SA needs to do more to curb drug-resistant TB strains
Tuberculosis (TB) accounted for more than 33,000 deaths in 2015 – according to Statistics South Africa (Stats SA) – and averaged over 7% of all deaths in the country from 2013 to 2015. Therefore, more needs to be done to curb the high rate of infection of tuberculosis (TB), multi-drug resistant tuberculosis (MDR-TB) and extensively drug-resistant TB (XDR-TB) in the country – especially in KwaZulu-Natal.
Larissa Klazinga, regional policy and advocacy manager for AHF Southern Africa
“These are alarming numbers that present a bleak picture of our fight against TB,” says Larissa Klazinga, regional policy and advocacy manager for Aids Healthcare Foundation (AHF) Southern Africa. “The statistics clearly indicate that we are not winning the war against TB and this is especially devastating when TB & HIV co-infection are considered.”
Leading cause of death in SA
Worldwide, it is estimated that in 2015 alone, 400,000 people who had both TB and HIV died in addition to the estimated 1.8m who died from TB. Furthermore, figures show that approximately 10.4m new cases of TB occur worldwide annually – 11% of these were also people living with HIV.
“According to Stats SA, TB is the leading cause of death in South Africa,” Klazinga adds.
MDR-TB and XDR-TB
“Untreated, incorrectly treated, or the skipping of TB medication can lead to MDR-TB and XDR-TB, which can accelerate the disease’s deadly effect in people with HIV.”
MDR-TB is a virulent form of TB infection caused by bacteria resistant to treatment from at least two of the most powerful first-line anti-TB medications. This strain caused an estimated 480,000 new TB cases and 250,000 deaths in 2015 and accounts for 3.3% of all TB cases worldwide.
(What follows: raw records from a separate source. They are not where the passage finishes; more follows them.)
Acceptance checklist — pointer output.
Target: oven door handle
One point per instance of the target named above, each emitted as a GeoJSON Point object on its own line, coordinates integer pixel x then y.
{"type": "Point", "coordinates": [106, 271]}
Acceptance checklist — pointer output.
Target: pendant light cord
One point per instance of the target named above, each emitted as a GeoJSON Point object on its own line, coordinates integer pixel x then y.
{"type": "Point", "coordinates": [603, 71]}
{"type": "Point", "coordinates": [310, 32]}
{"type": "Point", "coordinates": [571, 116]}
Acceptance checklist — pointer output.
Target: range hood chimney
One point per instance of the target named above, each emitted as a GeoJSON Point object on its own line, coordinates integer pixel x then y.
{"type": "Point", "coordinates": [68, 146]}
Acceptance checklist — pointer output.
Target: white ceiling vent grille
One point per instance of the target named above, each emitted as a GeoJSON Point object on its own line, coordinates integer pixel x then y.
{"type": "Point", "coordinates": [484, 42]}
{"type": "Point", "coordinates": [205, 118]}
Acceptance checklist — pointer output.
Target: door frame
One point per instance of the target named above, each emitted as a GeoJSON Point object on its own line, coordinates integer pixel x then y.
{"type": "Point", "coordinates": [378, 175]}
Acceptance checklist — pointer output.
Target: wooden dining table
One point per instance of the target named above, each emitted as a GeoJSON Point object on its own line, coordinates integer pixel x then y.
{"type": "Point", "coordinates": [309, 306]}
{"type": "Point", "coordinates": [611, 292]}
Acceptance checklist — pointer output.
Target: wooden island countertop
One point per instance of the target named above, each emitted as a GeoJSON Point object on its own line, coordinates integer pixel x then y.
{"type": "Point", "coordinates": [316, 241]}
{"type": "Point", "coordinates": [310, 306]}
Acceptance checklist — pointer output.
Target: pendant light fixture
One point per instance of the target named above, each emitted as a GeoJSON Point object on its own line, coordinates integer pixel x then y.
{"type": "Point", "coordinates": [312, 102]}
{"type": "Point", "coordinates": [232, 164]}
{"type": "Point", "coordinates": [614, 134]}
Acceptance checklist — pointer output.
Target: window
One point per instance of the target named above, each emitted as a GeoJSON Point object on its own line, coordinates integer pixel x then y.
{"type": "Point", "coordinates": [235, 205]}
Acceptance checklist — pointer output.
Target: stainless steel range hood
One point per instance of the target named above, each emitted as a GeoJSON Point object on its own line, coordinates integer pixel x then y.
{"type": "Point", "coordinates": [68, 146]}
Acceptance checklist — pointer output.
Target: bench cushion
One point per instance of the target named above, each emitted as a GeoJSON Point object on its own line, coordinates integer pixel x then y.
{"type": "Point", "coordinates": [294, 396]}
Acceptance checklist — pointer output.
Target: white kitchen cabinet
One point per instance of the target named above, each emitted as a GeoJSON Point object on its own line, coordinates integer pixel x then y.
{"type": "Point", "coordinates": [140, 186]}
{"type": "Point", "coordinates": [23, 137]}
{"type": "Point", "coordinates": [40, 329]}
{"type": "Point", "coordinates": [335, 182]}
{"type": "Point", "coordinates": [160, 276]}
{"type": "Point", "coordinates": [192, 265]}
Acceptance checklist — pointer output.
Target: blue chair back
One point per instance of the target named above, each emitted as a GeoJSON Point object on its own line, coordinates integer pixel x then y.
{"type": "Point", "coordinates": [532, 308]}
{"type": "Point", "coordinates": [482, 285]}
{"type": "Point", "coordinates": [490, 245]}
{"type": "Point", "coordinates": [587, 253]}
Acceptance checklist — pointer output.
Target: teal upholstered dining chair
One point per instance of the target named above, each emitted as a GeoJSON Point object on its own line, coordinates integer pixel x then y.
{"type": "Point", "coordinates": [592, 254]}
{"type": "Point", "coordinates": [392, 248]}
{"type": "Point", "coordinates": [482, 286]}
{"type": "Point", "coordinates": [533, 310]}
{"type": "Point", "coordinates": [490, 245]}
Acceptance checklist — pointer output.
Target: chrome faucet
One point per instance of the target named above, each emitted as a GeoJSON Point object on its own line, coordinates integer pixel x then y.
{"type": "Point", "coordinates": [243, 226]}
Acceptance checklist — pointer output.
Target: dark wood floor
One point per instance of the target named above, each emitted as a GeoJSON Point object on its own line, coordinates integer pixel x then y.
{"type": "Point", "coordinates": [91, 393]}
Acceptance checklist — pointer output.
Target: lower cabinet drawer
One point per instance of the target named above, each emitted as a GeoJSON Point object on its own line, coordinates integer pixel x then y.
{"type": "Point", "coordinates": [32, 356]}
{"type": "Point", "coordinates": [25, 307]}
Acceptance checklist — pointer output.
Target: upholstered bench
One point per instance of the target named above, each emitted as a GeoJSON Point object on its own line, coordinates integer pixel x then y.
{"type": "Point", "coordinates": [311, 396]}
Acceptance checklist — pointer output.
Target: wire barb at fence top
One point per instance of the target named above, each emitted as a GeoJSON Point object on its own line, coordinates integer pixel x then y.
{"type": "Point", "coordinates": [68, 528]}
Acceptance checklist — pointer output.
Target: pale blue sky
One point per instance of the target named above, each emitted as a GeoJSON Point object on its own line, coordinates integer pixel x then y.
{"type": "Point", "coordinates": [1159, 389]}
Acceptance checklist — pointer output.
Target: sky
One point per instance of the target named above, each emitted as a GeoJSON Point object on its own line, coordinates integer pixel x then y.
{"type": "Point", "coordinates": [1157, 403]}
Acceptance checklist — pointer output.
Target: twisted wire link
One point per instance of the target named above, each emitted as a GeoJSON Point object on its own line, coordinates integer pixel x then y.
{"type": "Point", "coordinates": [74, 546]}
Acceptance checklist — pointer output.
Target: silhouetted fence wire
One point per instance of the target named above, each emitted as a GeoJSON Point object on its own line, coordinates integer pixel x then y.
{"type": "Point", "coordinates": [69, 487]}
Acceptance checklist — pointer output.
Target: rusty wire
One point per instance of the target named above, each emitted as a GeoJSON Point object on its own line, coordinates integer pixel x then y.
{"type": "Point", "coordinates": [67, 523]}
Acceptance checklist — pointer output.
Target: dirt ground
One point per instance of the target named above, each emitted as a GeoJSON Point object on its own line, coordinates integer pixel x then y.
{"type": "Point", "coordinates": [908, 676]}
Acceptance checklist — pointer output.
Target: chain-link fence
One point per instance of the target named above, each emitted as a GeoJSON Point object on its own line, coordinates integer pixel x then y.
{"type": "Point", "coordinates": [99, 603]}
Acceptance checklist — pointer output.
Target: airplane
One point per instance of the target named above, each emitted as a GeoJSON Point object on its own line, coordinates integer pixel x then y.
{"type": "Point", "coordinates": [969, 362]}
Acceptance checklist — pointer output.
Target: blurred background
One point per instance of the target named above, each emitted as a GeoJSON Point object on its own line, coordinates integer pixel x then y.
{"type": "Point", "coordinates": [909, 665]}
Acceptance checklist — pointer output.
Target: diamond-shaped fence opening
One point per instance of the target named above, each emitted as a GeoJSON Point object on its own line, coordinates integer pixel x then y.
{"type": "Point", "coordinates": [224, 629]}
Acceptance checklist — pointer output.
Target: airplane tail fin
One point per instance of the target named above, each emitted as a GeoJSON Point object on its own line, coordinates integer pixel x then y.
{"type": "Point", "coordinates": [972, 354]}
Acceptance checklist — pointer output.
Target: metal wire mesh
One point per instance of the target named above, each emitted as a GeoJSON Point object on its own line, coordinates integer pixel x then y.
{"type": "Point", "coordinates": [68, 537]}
Most MDR-TB cases occur in South America, Southern Africa, India, China and Russia.
Social issues
“The mismanagement of TB treatment is the primary cause of TB developing into MDR,” Klazinga explains. “Social issues are very often the cause of treatment failure, for instance, the patient not having access to adequate nutrition or transport to clinics.”
“We tend to forget that some people living in rural and sub-rural areas may have to catch one, two or even three taxis to get to a clinic or hospital, having to pay anywhere between R40 and R80 for a one-way trip and leading to having to weigh up the cost of medication against putting bread on the table.”
The number of countries with reported cases of XDR-TB has risen to 100, from the initial 49 nations in 2008. XDR-TB was first widely publicised in 2006 following an outbreak in the rural hospital of Tugela Ferry when 53 patients were found to have XDR-TB, of which 52 died within 16 days of the sputum specimen collection.
“What is needed is more resources and detailed education on TB, MDR-TB, XDR-TB and the importance of continuing medication once a patient has begun their treatment,” Klazinga says.
“This needs to be done through community engagement, primary, high school and tertiary institutions along with continual follow-ups on patients, who are on medication, as this is the only way that we may reduce the amount of MDR and XDR-TB cases.”